Tuxedo ne trace jamais une ligne claire entre ce qui est réel et ce qui appartient à la fiction. Caméra subjective, tournage en extérieur, utilisation de membres de la communauté manitobaine jouant leurs propres rôles et mise en abîme de l'équipe de tournage sont autant de moyens utilisés pour confondre le spectateur. Les personnages ont le nom des acteurs qui les interprètent; sans savoir à quel point, on comprend que certains éléments de leurs relations ont été conservés, mis à nu. «Ce qu'on a voulu faire, c'est jouer avec le vrai.»

Dans le cadre de ce tournage qui aura duré quelques douze jours, où l'équipe a-t- elle décidé de poser la clôture entre le vrai et le faux? Patrick Bilodeau affirme que ça n'a pas toujours été clair. «Dans les premiers jours, certains événements nous ont montré qu'il y avait des choses qu'on ne pouvait pas aborder. Que c'était possible de dépasser la limite. Que c'était possible d'aller trop loin.»

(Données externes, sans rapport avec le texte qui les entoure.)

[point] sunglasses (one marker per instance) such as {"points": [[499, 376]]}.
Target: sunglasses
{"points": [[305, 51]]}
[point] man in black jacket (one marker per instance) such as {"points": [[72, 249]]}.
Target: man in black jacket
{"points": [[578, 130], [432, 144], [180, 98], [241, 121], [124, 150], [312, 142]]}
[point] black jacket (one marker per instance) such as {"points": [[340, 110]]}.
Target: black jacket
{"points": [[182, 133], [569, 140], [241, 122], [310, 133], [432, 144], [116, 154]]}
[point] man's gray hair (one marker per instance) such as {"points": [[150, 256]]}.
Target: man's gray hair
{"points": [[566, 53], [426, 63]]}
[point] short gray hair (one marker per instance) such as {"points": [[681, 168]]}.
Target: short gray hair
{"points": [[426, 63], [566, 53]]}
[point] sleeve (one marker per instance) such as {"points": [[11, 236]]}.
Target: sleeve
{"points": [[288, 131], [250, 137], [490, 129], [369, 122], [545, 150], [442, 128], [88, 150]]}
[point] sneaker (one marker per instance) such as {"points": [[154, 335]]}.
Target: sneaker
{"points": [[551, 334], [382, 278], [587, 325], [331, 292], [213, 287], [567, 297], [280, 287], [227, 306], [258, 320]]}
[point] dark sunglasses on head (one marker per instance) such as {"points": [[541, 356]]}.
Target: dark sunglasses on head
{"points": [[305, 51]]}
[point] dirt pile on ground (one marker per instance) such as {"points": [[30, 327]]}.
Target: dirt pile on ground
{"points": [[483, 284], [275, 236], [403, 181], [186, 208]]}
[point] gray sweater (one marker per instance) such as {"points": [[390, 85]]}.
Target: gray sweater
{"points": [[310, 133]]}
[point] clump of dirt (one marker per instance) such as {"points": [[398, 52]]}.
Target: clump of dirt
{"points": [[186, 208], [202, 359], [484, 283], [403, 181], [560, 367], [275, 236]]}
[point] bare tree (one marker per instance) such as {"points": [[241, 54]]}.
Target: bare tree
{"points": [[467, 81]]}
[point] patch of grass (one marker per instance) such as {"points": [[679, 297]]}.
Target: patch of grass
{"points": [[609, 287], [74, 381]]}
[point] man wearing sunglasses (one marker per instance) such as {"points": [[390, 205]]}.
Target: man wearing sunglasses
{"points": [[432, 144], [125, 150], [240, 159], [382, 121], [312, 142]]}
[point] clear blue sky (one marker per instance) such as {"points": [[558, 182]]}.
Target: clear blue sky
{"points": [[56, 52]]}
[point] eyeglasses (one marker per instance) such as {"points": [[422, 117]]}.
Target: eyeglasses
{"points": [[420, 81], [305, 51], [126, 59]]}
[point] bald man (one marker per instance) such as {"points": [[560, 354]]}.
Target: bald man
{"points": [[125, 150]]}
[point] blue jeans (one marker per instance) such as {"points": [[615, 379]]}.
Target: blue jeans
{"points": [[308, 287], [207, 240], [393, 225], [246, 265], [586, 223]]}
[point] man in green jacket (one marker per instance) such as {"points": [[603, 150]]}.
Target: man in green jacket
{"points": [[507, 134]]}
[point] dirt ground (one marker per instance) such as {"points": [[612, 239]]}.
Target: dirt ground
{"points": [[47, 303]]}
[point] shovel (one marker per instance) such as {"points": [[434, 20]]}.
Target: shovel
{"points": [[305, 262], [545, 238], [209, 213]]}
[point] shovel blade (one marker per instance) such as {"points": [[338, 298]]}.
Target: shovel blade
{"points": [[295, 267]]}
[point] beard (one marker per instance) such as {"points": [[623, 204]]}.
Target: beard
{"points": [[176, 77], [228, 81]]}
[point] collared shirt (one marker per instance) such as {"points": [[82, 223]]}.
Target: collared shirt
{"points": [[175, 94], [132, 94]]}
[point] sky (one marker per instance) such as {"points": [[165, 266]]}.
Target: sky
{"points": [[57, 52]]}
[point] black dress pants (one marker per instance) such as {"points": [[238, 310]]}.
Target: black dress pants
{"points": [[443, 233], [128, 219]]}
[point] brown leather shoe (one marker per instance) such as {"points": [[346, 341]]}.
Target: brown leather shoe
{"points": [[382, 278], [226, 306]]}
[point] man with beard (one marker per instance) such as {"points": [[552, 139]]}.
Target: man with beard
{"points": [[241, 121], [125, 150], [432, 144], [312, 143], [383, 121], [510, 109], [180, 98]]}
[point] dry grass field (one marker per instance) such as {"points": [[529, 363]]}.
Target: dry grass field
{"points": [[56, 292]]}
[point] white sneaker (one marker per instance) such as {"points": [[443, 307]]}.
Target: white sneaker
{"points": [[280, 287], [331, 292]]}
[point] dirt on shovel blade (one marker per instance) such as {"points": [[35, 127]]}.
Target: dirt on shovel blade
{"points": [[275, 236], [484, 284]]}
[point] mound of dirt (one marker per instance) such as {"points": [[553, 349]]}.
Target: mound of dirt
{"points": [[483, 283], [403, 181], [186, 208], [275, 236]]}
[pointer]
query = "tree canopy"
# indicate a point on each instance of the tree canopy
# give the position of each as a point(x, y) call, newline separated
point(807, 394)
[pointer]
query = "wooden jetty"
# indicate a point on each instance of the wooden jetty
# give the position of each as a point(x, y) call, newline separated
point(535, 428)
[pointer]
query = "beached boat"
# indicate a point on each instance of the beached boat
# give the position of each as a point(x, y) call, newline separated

La démarche choisie pour le tournage, spontanée, a même laissé au montage quelques surprises aux acteurs qui ont eu à visionner les images prises. «On se voyait, nous. Et ce qu'on voyait, ce n'était pas toujours beau. C'était même souvent ce qui était le plus laid en nous qui crevait l'écran.» Le résultat? Une production qui a pu, parfois, être extrêmement souffrante, tendue. Un voyage itératif vers le cœur du sujet, l'angoisse et le refus de l'échec.